Partition functions in superstring theory and SQCD

Abstract

In this thesis we apply the methods of partition functions to massive superstring spectra and the moduli spaces, or spaces of zero-energy configurations, of supersymmetric QCD gauge theories. In the first part of this thesis we consider the massive covariant perturbative superstring spectra of compactifications of the type I open superstring preserving 4, 8 or 16 supercharges. There are an enormous number of ways in which the required amount of symmetry can be obtained, but here we concentrate on the ‘universal’ states that are present in every possible compactification preserving that amount of supersymmetry. For each super-Poincare representation we derive the multiplicity generating function, or the power series counting the number of times that representation occurs at each mass level, and from these we derive empirically the stable pattern or leading Regge trajectory that these multiplicity generating functions approach in the limit of large spin. For the mathematically tractable and phenomenologically relevant case of 4 supercharges we also derive these power series analytically and see that they agree with the empirical ones.
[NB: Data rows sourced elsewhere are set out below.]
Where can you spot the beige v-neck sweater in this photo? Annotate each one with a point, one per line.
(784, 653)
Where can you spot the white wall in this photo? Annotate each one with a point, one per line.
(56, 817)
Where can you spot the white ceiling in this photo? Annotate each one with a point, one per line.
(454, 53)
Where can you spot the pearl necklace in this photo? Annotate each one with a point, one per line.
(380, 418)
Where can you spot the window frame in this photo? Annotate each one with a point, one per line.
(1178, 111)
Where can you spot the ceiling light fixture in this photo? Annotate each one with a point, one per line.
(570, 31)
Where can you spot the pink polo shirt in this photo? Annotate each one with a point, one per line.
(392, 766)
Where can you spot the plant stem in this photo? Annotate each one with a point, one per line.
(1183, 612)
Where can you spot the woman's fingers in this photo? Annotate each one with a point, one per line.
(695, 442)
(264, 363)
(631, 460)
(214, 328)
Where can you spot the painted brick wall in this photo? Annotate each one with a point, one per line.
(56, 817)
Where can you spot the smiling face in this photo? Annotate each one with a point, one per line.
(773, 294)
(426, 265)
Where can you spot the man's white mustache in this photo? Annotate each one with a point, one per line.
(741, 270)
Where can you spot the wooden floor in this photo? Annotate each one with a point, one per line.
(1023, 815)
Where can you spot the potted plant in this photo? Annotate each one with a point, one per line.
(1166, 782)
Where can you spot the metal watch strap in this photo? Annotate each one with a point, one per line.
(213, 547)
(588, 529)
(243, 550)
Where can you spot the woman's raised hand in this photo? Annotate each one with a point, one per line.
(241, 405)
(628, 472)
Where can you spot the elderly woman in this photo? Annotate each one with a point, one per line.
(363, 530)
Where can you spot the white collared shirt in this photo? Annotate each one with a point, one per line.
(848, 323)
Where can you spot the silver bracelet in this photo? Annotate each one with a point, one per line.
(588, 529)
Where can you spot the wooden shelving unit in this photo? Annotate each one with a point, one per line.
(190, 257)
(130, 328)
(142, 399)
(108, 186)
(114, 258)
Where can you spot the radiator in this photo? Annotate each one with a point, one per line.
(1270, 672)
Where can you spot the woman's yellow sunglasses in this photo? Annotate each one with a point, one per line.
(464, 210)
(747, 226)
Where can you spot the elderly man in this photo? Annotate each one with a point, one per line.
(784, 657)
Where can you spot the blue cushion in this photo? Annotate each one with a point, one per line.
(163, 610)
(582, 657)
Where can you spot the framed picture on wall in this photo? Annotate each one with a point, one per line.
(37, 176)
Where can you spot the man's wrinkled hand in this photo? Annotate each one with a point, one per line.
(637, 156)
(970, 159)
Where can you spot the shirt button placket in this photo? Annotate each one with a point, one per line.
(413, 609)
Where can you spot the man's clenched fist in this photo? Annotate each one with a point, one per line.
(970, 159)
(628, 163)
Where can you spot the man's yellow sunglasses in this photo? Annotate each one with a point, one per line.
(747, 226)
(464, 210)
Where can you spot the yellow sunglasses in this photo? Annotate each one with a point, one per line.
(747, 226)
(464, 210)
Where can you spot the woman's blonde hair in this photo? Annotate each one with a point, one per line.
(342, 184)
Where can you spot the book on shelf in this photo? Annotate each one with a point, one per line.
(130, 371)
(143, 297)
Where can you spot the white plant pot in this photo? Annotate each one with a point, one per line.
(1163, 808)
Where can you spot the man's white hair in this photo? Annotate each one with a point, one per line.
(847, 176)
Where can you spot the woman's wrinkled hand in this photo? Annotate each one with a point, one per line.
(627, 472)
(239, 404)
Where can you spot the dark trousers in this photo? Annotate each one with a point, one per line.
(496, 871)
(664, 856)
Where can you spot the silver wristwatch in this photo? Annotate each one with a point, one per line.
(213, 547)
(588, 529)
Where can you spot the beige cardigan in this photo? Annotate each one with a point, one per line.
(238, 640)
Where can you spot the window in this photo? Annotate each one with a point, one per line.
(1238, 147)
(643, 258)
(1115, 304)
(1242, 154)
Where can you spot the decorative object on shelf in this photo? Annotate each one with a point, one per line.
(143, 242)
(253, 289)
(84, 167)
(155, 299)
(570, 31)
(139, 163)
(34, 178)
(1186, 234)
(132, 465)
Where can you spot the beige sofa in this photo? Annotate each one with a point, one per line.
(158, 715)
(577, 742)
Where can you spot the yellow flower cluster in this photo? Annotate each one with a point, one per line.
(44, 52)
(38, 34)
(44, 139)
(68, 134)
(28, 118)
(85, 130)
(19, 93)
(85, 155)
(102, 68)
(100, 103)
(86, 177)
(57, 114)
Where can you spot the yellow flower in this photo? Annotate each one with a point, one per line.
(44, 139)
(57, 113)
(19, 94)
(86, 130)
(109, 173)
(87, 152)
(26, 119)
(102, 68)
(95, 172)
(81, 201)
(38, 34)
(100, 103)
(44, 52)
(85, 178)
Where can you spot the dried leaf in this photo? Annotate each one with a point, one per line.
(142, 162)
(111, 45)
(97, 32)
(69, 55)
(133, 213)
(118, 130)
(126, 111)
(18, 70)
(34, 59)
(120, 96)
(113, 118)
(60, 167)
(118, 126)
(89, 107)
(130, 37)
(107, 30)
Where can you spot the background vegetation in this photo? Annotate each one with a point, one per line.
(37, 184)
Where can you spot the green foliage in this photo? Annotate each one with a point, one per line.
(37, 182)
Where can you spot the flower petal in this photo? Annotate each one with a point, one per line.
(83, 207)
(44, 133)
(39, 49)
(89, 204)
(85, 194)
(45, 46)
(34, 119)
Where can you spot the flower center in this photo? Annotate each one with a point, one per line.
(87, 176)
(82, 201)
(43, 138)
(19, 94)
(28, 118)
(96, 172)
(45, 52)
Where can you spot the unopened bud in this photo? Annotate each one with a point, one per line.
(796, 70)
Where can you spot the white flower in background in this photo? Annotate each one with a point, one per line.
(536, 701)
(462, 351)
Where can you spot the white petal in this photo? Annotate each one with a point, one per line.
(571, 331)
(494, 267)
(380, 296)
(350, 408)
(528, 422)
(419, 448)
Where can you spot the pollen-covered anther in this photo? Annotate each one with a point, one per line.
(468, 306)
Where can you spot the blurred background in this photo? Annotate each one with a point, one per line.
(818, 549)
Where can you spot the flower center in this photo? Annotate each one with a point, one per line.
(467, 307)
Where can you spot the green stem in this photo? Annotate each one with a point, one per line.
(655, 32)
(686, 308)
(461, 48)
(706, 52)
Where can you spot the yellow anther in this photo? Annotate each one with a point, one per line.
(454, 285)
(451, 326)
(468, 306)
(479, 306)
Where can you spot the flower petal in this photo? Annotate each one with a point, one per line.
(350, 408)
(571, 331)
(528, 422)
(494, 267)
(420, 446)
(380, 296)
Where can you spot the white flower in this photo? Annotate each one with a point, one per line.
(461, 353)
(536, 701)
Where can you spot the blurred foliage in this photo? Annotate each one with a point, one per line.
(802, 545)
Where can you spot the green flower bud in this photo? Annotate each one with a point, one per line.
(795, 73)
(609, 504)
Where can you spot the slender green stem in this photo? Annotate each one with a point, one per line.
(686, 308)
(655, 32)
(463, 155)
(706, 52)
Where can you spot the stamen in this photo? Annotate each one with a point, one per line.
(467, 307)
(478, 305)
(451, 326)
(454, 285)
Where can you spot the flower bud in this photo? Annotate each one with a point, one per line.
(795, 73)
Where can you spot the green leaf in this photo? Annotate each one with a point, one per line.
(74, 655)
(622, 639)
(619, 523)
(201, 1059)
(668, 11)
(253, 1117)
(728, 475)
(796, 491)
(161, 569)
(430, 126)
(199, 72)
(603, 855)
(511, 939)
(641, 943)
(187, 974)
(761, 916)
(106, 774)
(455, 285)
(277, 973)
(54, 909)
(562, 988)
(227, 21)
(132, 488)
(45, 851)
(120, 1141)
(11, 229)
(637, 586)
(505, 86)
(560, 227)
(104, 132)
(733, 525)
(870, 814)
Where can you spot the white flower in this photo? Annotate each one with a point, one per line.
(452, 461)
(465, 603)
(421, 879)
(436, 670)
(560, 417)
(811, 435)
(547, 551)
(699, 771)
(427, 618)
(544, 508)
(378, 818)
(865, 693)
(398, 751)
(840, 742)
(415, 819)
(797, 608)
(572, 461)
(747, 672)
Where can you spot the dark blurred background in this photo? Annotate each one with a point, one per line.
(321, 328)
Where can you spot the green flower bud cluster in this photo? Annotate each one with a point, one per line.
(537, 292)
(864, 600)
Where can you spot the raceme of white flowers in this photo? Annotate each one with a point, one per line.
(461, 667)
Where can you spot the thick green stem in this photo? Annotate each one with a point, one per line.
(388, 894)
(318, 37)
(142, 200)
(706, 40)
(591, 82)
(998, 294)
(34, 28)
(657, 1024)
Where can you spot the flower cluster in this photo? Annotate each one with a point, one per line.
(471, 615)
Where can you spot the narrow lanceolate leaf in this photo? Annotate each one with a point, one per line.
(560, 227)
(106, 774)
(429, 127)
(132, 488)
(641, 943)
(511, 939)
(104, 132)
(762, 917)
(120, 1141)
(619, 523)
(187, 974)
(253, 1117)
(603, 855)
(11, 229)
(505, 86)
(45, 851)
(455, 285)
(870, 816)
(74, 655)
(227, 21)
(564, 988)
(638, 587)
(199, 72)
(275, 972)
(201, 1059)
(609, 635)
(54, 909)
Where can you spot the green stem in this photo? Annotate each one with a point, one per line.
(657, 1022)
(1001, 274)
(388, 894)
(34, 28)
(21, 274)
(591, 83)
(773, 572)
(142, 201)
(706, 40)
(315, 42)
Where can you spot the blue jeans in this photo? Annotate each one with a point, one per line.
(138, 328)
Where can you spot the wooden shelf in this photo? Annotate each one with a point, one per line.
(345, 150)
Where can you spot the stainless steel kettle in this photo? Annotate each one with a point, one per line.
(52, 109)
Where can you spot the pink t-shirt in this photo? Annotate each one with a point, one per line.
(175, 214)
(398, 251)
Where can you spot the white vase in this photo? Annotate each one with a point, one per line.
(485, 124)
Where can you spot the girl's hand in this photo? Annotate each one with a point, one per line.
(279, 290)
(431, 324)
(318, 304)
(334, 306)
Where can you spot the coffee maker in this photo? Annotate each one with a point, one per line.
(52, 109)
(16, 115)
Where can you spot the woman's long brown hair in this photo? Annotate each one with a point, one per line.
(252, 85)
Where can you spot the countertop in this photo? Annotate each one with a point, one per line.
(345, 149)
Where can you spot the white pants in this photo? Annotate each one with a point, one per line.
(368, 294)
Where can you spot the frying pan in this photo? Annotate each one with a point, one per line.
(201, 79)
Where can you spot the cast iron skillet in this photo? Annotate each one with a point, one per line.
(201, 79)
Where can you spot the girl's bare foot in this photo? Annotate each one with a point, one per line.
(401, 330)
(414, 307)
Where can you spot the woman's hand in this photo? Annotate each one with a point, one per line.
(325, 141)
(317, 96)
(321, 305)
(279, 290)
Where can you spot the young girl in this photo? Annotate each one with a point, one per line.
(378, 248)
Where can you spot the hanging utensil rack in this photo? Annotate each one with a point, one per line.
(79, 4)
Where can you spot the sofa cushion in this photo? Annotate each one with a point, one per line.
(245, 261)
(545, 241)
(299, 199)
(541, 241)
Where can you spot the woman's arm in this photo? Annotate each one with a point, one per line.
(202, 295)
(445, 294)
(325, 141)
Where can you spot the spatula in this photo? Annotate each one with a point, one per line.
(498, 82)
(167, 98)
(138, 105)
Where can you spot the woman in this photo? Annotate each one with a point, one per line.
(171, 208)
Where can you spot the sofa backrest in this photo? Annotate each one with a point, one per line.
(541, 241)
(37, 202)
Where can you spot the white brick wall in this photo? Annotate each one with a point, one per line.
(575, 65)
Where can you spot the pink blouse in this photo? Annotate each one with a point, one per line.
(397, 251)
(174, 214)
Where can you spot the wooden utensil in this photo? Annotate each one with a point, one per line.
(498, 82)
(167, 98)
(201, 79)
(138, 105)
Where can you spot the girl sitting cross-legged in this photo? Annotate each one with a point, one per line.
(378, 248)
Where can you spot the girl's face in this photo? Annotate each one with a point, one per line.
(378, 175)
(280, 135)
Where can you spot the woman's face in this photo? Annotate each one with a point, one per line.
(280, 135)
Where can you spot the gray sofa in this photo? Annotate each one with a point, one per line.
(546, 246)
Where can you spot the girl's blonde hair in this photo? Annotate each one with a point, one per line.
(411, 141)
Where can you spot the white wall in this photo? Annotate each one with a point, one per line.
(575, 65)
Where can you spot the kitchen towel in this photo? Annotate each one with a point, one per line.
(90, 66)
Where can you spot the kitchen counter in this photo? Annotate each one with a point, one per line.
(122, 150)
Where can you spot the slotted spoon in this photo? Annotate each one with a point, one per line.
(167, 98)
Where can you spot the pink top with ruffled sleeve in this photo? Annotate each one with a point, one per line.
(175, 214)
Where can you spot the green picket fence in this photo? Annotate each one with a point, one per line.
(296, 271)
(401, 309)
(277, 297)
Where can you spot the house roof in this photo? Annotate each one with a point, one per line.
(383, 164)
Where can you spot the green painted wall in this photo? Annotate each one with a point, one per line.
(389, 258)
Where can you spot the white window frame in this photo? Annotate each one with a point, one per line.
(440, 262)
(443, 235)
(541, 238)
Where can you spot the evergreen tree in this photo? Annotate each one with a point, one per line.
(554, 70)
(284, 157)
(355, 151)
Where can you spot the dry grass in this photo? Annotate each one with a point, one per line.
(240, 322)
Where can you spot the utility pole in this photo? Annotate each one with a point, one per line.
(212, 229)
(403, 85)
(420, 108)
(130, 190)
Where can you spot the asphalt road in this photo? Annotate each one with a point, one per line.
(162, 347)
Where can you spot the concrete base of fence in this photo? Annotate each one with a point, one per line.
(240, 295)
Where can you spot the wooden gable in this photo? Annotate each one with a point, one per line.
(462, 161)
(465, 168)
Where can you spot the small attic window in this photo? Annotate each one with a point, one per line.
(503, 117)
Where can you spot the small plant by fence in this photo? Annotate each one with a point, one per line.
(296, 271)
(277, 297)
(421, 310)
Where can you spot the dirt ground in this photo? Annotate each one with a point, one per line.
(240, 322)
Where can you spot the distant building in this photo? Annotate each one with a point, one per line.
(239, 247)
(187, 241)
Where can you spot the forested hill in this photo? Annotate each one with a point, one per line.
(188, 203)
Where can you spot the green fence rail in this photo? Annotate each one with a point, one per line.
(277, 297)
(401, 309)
In the second part we introduce the type of partition functions called Hilbert series, which count the number of algebraically or linearly independent polynomials at each graded level of a graded algebraic structure such as a (graded) ring, module or ideal. In supersymmetric gauge theories the algebraic structure is the chiral ring which is generated by the gauge-invariant operators of the theory. The specific theories we consider are supersymmetric generalizations of QCD, or SQCD, with exceptional or related (by sequence or folding of the Dynkin diagram or Higgsing) gauge groups with specified numbers of flavours of matter in specific representations. We show, as for theories with classical gauge groups, that the moduli spaces are Calabi-Yau manifolds and also demonstrate relations between the Hilbert series of SQCD theories related by Higgsing on one or more flavours of matter in specific representations.